Bence Sayın Öcalan'ın felsefesi, benim yorum yapabileceğim bir konu değil. Ancak görüşler barışçıl ve muhalif olduğu sürece, insanların bunları duyabilmesi gerektiğini düşünüyorum. İnsanlar bu görüşleri anlayabilmeli ve onlarla etkileşim kurabilmelidir. Özellikle Orta Doğu'daki durum, sadece Filistin sorunu ile ilgili değildir. Bölgedeki sorunlar, İngilizlerin neden olduğu sömürge baskısından ve Balfour Deklarasyonu'nun bir parçası olan sömürgeci kararlardan kaynaklanmaktadır. Benzer şekilde, ister Irak'ta ister başka yerlerde olsun, Orta Doğu'daki savaşların sorumlusu Amerika’dır. Dolayısıyla Orta Doğu'daki sorunları düşündüğümüzde, bunlar Latin Amerika’daki veya dünyanın diğer bölgelerindeki sorunlara çok benzerdir. Ancak her bölgenin kendi özel bağlamı göz önüne alındığında bu sorunlar farklıdır. Benzer olmalarının nedeni, ya Amerika gibi mevcut sömürgeci güçlerin ya da İngiltere gibi eski sömürgeci güçlerin bu savaşlardan sorumlu olmasıdır. Ayrıca, demokrasiyi, hukukun üstünlüğünü ve insan haklarını desteklemesi gereken çeşitli kurumlar aracılığıyla, baskılarına boyun eğen herkesin altını oymak için işbirliği yapmalarıdır.

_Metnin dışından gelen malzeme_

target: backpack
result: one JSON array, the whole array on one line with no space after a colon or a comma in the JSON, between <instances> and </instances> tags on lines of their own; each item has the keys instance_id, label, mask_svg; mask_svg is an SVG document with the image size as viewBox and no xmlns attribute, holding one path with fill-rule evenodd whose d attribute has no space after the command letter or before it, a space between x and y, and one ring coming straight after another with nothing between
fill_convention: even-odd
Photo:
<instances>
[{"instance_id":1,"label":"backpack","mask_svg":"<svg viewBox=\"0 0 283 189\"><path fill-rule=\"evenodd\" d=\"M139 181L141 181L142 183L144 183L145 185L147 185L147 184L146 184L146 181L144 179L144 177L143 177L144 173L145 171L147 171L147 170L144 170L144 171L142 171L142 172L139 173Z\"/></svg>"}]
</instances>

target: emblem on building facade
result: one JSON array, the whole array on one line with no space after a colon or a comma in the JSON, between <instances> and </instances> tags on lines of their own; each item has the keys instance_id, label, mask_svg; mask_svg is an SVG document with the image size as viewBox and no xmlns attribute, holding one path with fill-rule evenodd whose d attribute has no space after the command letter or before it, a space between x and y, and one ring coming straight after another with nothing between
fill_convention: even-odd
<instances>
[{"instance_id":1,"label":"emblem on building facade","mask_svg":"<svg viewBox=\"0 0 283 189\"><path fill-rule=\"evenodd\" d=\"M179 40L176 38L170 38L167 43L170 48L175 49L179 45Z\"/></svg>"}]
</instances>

Savaşı sona erdirmek için, bizlerin çeşitli ülkelerin vatandaşları olarak, hükümetlerimizin bizim adımıza hareket ederken hesap verebilirlikle davranmalarını talep etmemiz gerektiğini düşünüyorum. Hükümetlerin dünyanın diğer bölgelerindeki insanları bombalamalarını, yok etmelerini, öldürmelerini ya da diri diri yakmalarını durdurmalıyız.
Bu çok önemli, çünkü orada yaşananların buraya sıçrama riski elbette var. Ancak aynı zamanda, dünyanın başka yerlerinde insanlar bizim yüzümüzden yanarken ve ölürken, biz akşam yemeğine, operaya ya da sinemaya gidip güzel bir hayat yaşamaya istekliysek, bu bizi nasıl gösterir? Bu nedenle, askerlerin savaş yaratmak ve insanların hayatlarını mahvetmek üzere savaş bölgelerine gönderilmemesi, hükümetlerimizin insanları diri diri yakan silahlar göndermemesi çok önemlidir. Ayrıca, hükümetlerimizin, ana akım anlatıya karşı çıkarak insan haklarını savunanların sığınma taleplerinin reddedilmesinde suç ortağı olmaması da kritik önemdedir. Elbette bu rejimlerin bazılarının son derece kötü uygulamaları var, ancak bu rejimler Batı'daki güçler tarafından destekleniyor. İşte düşünmemiz gereken şey de bu.
*Son olarak eklemek istediğiniz bir şey var mı?
Öncelikle Kürt halkına şunu söylemek istiyorum; mücadeleniz önemli ve bu mücadeleyi nasıl başarılı kılacağımızı düşünmek çok önemli, çünkü mücadeledeki başarınız tüm dünyadaki diğer insanlara yardımcı olacaktır. Bildiğiniz gibi dünyada herkes için daha iyi bir yaşam için çok fazla potansiyel var. Bunun yerine, eylemlerinin sonuçlarına katlanmayanlar tarafından engelleniyoruz ve onlardan hukuk sistemi, adalet sistemi aracılığıyla hesap sormamız gerekiyor. Üçüncü bir mesaj da Sayın Öcalan'ın avukatlarına ve aynı zamanda diğerlerine dayanışma mesajıdır, çünkü Türkiye'de gazeteciler, avukatlar, profesyoneller, büyük kişisel riskler ve büyük kişisel maliyetler altında gerçekleri ortaya çıkarmak için mesleki becerilerini kullanarak tavır alanlar, kendinizle gurur duymalısınız, çünkü gerçekten dışarıdaki hepimiz için bir örnek teşkil ediyorsunuz.